En politique, lorsqu’il est question de répartition du budget, la culture fait toujours figure de parent pauvre. Cette année ne faisant pas exception à la règle, le sort s’est acharné sur la communauté artistique pancanadienne, qui s’est vu retirer, au courant du dernier mois, près de 23 millions de dollars de subventions fédérales.


 

 

Cet argent, réparti adéquatement grâce à des programmes comme Routes commerciales et Promotion des arts (Prom’art), permettait à nos artistes d’aller se faire voir ailleurs sans se mettre à la rue. Grâce à l’encadrement d’instances compétentes et expérimentées, les bénéficiaires expatriés devenaient des ambassadeurs inestimables pour le Canada. Malgré cela, Routes commerciales, son corollaire issu du ministère des Affaires Étrangères et du Commerce international, Prom’art, ainsi qu’au moins cinq autres programmes mineurs seront, sauf avis contraire, abolis en mars 2009.
Pour la compagnie de danse moderne Flak, dirigée par le chorégraphe montréalais José Navas, les subventions allouées par Prom’art faisaient réellement une différence. Les voyages ne sont pas un caprice pour les troupes de danse locales, dont la survie est littéralement dépendante des représentations outre-mer, comme me l’a expliqué le directeur administratif de Flak, Guillaume Bard.

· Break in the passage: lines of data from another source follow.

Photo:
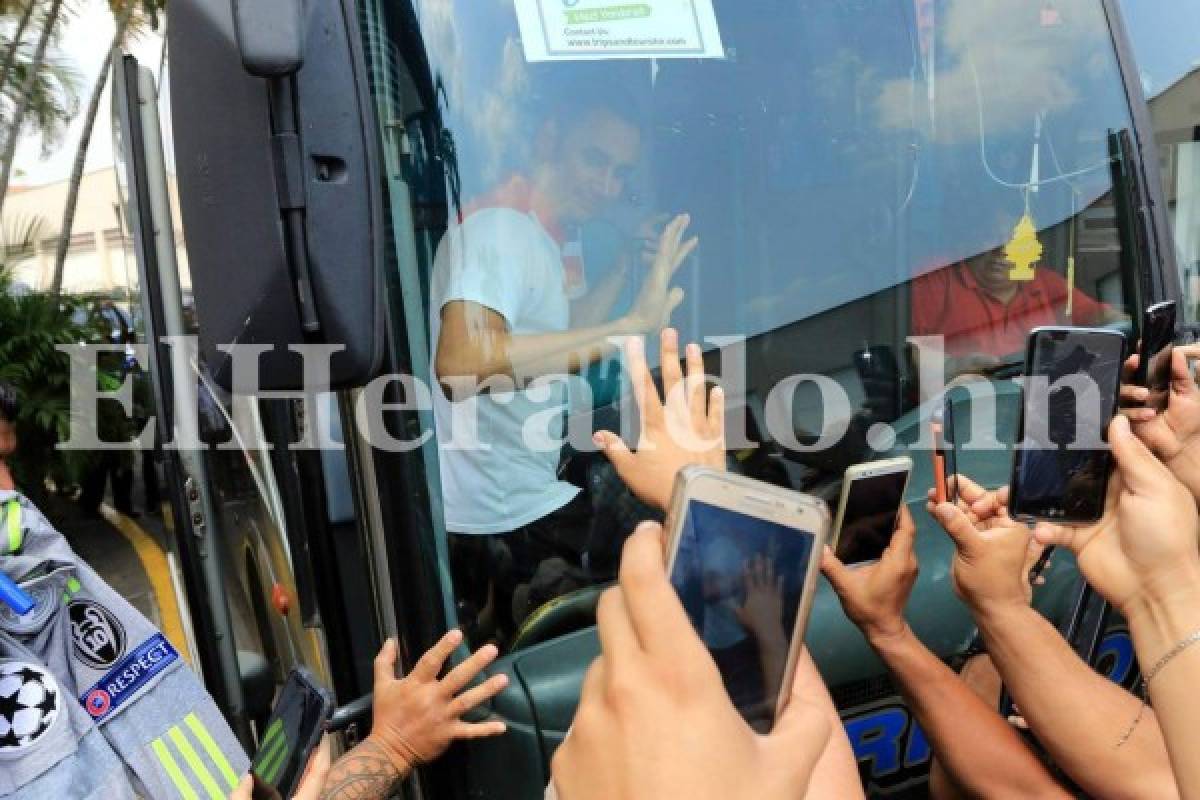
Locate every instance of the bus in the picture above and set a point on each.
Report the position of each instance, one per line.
(847, 168)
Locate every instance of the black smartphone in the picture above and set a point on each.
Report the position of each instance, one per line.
(1157, 347)
(1061, 462)
(292, 733)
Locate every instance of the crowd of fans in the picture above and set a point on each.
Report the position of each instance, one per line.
(655, 721)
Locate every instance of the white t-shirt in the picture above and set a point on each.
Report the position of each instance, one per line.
(505, 260)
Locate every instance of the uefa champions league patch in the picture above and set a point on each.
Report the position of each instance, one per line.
(129, 678)
(29, 705)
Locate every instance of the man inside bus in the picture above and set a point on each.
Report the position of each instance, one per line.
(984, 311)
(508, 307)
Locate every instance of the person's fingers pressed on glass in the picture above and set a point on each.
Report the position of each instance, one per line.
(684, 426)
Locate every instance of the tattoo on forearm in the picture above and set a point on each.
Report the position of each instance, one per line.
(363, 774)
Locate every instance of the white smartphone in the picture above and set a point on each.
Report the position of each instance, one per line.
(744, 558)
(871, 495)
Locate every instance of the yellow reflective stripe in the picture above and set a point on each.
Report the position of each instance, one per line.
(13, 525)
(193, 761)
(173, 771)
(276, 755)
(202, 735)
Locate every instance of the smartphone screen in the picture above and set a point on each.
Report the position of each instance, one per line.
(1061, 464)
(949, 450)
(741, 579)
(292, 732)
(1157, 347)
(870, 516)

Le rayonnement à l’étranger des artistes québécois et canadiens n’est donc pas qu’une question de fierté nationale ou d’ego. C’est l’exil définitif à l’étranger, voire la disparition de ces ressources culturelles que l’on prévient en leur permettant de profiter du bassin de public européen.
Confrontée à l’absurdité de ces coupures, la ministre du Patrimoine Canadien, Josée Verner, invoquait le manque de rendement des programmes abolis pour justifier les saignées majeures des dernières semaines. Mme Verner s’est bien défendue d’abandonner la culture à son triste sort: selon elle, Prom’art et Routes commerciales seront vraisemblablement remplacés par d’autres programmes plus rentables et moins coûteux. Le tout servant, bien entendu, «le meilleur intérêt des Canadiens».

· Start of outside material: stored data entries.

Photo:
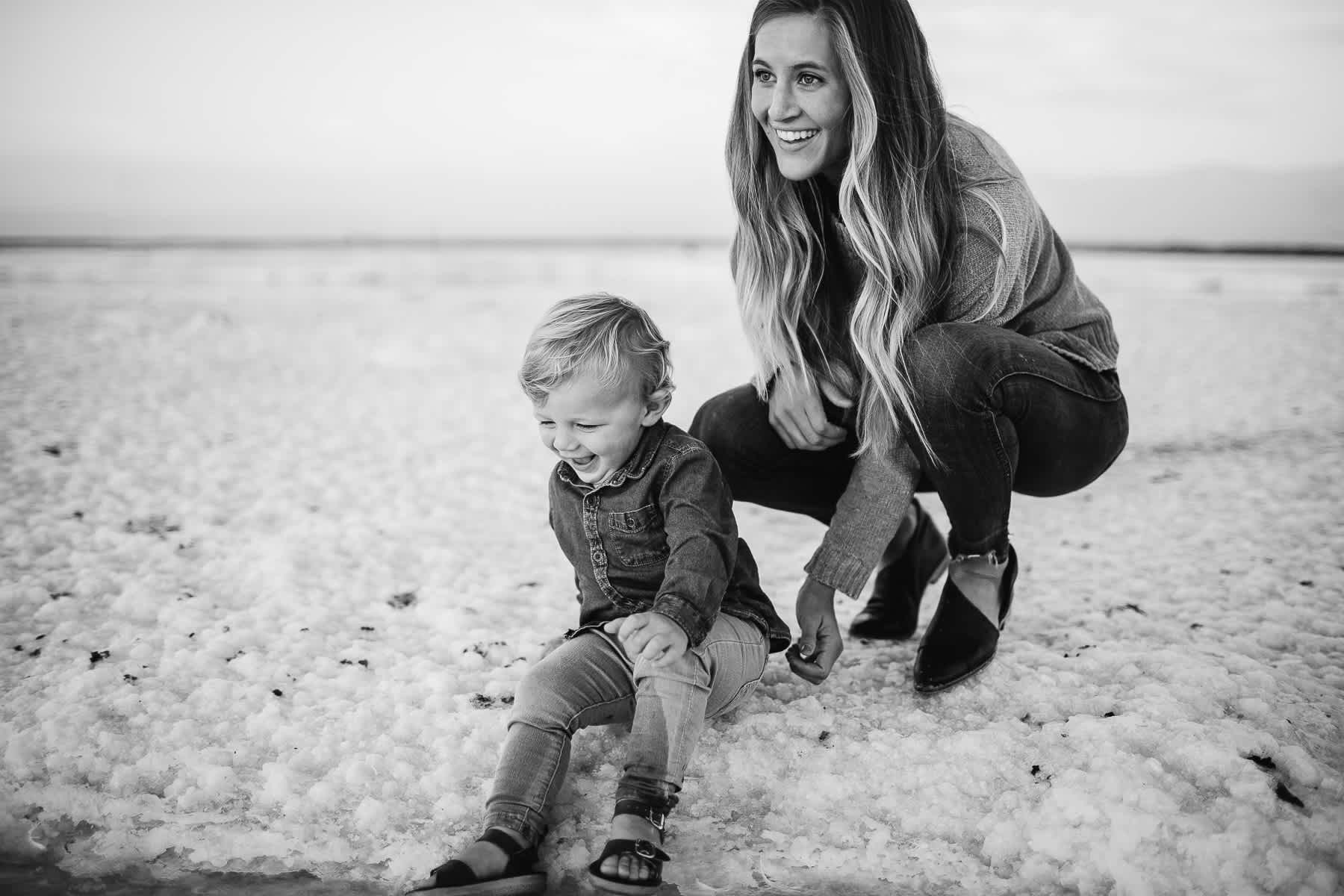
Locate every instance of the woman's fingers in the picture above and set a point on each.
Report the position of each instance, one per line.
(833, 394)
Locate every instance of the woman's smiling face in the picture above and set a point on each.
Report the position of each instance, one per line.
(800, 97)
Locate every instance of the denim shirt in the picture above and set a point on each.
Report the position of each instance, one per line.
(660, 535)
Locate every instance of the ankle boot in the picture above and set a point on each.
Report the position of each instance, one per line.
(961, 641)
(893, 610)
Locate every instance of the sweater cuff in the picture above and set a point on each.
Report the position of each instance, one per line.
(839, 570)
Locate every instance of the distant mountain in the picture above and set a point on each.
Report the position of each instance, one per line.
(1207, 206)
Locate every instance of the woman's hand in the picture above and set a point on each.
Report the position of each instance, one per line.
(651, 635)
(819, 642)
(797, 415)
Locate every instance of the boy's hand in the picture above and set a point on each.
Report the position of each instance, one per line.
(651, 635)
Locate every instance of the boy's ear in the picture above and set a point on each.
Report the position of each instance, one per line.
(656, 406)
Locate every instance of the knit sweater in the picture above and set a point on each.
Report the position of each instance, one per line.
(1031, 289)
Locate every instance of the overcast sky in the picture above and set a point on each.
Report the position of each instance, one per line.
(470, 117)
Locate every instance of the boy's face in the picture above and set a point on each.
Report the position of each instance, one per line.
(594, 428)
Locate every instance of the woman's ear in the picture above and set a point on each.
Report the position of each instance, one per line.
(655, 406)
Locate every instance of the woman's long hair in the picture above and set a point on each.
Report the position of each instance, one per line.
(900, 202)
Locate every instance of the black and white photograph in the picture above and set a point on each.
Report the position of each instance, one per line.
(612, 448)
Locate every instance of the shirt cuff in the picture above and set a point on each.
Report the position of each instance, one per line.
(685, 615)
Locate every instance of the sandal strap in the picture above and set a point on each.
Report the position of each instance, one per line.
(507, 844)
(641, 848)
(656, 817)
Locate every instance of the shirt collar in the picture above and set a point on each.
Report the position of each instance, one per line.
(635, 467)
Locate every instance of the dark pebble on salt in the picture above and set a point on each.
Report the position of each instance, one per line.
(1287, 795)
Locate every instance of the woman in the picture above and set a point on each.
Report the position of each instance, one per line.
(915, 323)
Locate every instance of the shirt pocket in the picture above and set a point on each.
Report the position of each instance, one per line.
(638, 538)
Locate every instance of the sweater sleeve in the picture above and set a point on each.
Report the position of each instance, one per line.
(866, 519)
(999, 220)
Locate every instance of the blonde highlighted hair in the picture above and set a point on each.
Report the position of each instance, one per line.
(603, 335)
(900, 200)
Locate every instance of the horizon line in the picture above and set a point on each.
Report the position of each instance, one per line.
(687, 242)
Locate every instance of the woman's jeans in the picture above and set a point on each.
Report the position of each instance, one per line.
(591, 682)
(1001, 411)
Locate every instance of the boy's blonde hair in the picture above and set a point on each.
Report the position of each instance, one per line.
(598, 334)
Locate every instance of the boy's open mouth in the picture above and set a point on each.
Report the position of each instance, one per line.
(581, 462)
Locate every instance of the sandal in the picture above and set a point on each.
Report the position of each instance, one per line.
(519, 877)
(641, 849)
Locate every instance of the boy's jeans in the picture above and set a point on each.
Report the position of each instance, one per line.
(589, 682)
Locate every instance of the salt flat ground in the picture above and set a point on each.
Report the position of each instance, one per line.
(273, 556)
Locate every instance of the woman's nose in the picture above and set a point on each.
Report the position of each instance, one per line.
(783, 105)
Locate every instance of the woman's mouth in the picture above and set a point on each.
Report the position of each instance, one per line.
(796, 137)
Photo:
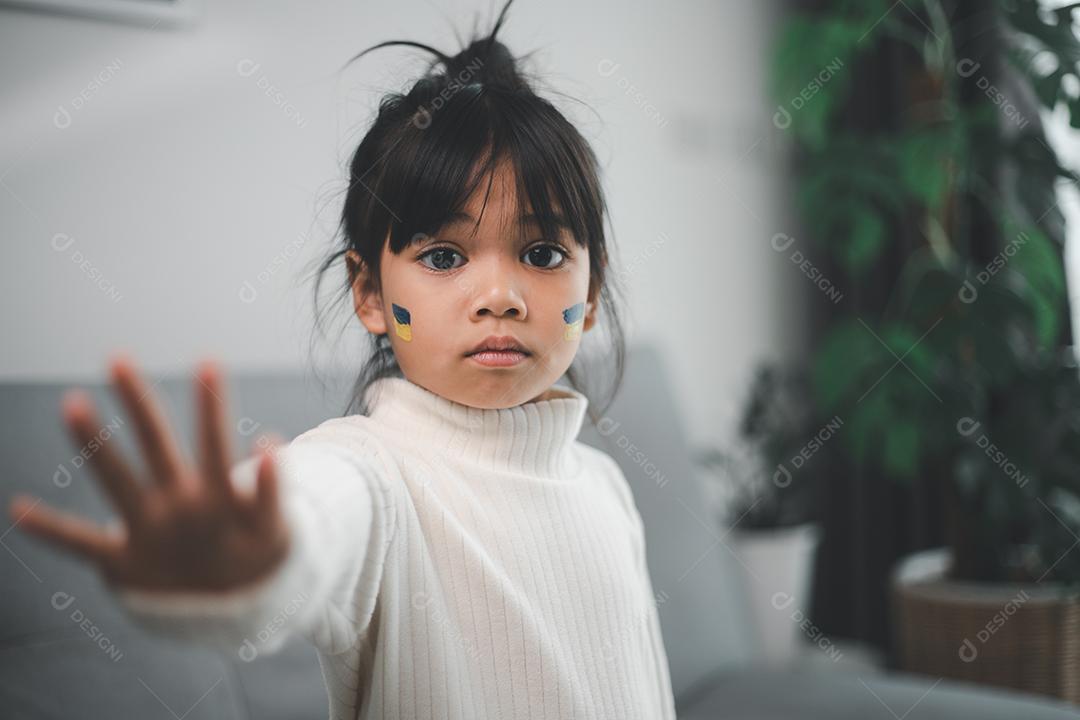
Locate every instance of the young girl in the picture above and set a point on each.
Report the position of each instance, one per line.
(453, 551)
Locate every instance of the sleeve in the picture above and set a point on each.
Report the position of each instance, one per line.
(653, 638)
(323, 589)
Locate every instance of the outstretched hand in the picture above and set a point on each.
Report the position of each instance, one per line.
(185, 528)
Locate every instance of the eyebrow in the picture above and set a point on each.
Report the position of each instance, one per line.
(461, 217)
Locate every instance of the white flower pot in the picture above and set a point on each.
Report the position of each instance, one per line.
(779, 564)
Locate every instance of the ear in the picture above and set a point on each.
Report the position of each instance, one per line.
(366, 303)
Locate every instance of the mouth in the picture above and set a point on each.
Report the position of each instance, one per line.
(503, 351)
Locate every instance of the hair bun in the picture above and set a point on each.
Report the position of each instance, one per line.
(485, 62)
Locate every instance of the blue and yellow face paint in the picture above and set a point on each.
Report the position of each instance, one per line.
(575, 317)
(402, 323)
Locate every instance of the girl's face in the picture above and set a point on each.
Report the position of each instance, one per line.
(447, 294)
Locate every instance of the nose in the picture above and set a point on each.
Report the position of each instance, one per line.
(497, 293)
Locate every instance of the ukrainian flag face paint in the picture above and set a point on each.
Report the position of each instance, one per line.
(574, 316)
(402, 323)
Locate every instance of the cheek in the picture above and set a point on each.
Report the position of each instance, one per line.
(402, 322)
(574, 317)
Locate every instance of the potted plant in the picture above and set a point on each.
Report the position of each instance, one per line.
(953, 357)
(769, 506)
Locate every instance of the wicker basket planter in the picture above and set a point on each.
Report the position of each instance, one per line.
(1020, 636)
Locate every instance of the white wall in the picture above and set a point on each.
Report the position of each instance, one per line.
(179, 178)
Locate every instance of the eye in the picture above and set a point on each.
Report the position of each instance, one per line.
(442, 257)
(542, 255)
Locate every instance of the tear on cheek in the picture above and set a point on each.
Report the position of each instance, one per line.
(574, 317)
(403, 322)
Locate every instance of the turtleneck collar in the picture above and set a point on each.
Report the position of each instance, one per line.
(531, 438)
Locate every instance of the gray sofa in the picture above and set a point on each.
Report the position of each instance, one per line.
(66, 649)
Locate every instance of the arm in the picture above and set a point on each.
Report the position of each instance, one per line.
(337, 516)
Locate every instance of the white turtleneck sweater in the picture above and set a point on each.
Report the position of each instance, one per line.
(449, 561)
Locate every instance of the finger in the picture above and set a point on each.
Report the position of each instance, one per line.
(267, 486)
(70, 532)
(161, 451)
(214, 446)
(113, 473)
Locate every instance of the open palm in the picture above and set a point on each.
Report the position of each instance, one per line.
(184, 528)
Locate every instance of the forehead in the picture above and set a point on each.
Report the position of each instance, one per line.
(496, 205)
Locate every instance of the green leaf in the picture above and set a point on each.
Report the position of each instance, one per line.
(902, 448)
(865, 241)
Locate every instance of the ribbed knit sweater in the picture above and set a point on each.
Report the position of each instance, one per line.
(449, 561)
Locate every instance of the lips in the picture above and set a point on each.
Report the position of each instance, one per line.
(499, 343)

Le directeur général du Théâtre des Deux Mondes, Pierre Mac Duff, ne croit pas un mot des excuses de Mme Verner. «En 2006, le gouvernement menaçait déjà Prom’arts de coupures majeures, toujours en vertu des mêmes raisons. En réponse au tollé que ça a provoqué dans la population, des études ont été menées et toutes ont conclu qu’il s’agissait d’un programme bien géré, dont le seul défaut était de ne pas être assez financé. Et au lieu d’augmenter les investissements, on annonce leur coupure totale… On nous prend pour des valises.»
Il faut dire que le Théâtre des Deux Mondes, comme plusieurs théâtres jeune public québécois, nombre de troupes de danse et quelques éditeurs de partout au Canada, tire lui aussi une bonne partie de son revenu de ses tournées internationales. Des tournées qui rapportent aux contribuables canadiens bien plus qu’elles ne leurs coûtent, estime M. MacDuff. Ce retour d’investissement demeure toutefois méconnu du public mal informé, qui voit trop souvent dans le poste budgétaire de la culture un gouffre financier sans bénéfice concret.

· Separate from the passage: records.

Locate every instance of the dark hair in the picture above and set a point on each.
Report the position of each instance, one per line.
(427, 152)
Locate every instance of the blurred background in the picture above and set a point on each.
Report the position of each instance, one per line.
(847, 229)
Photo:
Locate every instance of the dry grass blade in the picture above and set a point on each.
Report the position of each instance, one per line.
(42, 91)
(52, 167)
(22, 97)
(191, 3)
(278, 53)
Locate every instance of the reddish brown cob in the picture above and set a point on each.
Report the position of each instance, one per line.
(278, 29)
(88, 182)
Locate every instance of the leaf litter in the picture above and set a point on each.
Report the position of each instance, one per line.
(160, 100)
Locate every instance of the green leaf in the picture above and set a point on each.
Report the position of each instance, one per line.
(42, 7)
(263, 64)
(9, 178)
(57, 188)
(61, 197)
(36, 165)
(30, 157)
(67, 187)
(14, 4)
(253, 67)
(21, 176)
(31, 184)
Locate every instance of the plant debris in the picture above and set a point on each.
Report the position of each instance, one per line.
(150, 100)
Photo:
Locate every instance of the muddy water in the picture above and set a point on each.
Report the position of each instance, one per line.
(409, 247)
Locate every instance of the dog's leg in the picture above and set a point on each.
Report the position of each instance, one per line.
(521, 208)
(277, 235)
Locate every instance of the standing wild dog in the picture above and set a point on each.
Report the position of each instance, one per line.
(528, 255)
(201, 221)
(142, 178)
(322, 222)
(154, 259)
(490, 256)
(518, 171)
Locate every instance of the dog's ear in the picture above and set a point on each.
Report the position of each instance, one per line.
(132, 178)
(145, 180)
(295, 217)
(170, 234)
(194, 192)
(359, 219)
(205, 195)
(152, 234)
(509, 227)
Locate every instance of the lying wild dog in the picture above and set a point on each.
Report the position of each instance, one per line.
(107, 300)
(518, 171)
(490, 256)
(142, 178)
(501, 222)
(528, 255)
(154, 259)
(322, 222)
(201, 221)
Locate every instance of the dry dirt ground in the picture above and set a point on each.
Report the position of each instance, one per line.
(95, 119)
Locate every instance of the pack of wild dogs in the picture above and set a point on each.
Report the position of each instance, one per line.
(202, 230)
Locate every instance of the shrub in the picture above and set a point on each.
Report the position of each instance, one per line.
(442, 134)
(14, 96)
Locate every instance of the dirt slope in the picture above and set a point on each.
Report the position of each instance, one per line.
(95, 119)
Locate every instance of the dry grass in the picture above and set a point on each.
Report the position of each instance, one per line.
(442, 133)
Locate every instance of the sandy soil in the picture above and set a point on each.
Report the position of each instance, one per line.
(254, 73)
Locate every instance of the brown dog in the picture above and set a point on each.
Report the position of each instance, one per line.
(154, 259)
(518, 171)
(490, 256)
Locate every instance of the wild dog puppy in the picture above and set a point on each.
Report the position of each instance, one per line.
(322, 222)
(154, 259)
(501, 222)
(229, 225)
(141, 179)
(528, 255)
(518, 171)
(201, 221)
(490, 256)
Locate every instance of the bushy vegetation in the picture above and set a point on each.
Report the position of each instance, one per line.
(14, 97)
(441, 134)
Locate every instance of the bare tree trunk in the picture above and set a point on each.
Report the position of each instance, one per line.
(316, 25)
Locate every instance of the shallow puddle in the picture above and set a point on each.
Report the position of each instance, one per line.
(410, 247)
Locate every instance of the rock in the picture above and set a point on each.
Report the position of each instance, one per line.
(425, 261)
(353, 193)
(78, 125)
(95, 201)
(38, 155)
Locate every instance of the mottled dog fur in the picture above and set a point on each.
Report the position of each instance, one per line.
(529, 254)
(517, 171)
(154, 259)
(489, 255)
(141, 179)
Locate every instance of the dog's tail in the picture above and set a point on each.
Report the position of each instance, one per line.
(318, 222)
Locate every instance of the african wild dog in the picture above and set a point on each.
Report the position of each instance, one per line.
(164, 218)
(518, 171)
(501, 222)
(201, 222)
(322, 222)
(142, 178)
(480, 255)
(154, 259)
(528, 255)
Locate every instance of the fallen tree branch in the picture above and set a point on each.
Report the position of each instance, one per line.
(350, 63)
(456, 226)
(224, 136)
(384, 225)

Devant un énième désengagement de la politique envers le culturel, les artistes d’ici et du reste du Canada n’ont pas l’intention de rester les bras ballants. Comme en 2006, la résistance s’organise afin de faire reculer le gouvernement sur sa position avant que l’échéance funeste de mars 2009 ne soit atteinte. Une résistance économique, visant à préserver les quelques deniers publics alloués à la culture, mais aussi idéologique, pour montrer au reste du monde que le Canada n’a pas encore tout à fait renié son «parent pauvre».